Reputation: 353
EDIT: I have looked at YARN Resourcemanager not connecting to nodemanager and the solution does not work for me. I have attached the section of the node-manager log where a connection to the resource manager is made:
[main] client.RMProxy (RMProxy.java:createRMProxy(98)) - Connecting to ResourceManager at /0.0.0.0:8031
2016-06-17 19:01:04,697 INFO [main] nodemanager.NodeStatusUpdaterImpl (NodeStatusUpdaterImpl.java:getNMContainerStatuses(429)) - Sending out 0 NM container statuses: []
2016-06-17 19:01:04,701 INFO [main] nodemanager.NodeStatusUpdaterImpl (NodeStatusUpdaterImpl.java:registerWithRM(268)) - Registering with RM using containers :[]

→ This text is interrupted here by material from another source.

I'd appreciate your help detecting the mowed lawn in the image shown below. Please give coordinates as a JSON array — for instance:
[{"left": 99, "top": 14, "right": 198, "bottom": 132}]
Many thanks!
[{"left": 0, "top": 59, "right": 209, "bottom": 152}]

2016-06-17 19:01:05,815 INFO [main] ipc.Client (Client.java:handleConnectionFailure(867)) - Retrying connect to server: 0.0.0.0/0.0.0.0:8031. Already tried 0 time(s); retry policy is RetryUpToMaximumCountWithFixedSleep(maxRetries=10, sleepTime=1000 MILLISECONDS)
2016-06-17 19:01:06,816 INFO [main] ipc.Client (Client.java:handleConnectionFailure(867)) - Retrying connect to server: 0.0.0.0/0.0.0.0:8031. Already tried 1 time(s); retry policy is RetryUpToMaximumCountWithFixedSleep(maxRetries=10, sleepTime=1000 MILLISECONDS)
For some reason it says it is connecting to 0.0.0.0. When I ssh into one of the data nodes and ping resource-manager I get a response so it is able to resolve the hostname.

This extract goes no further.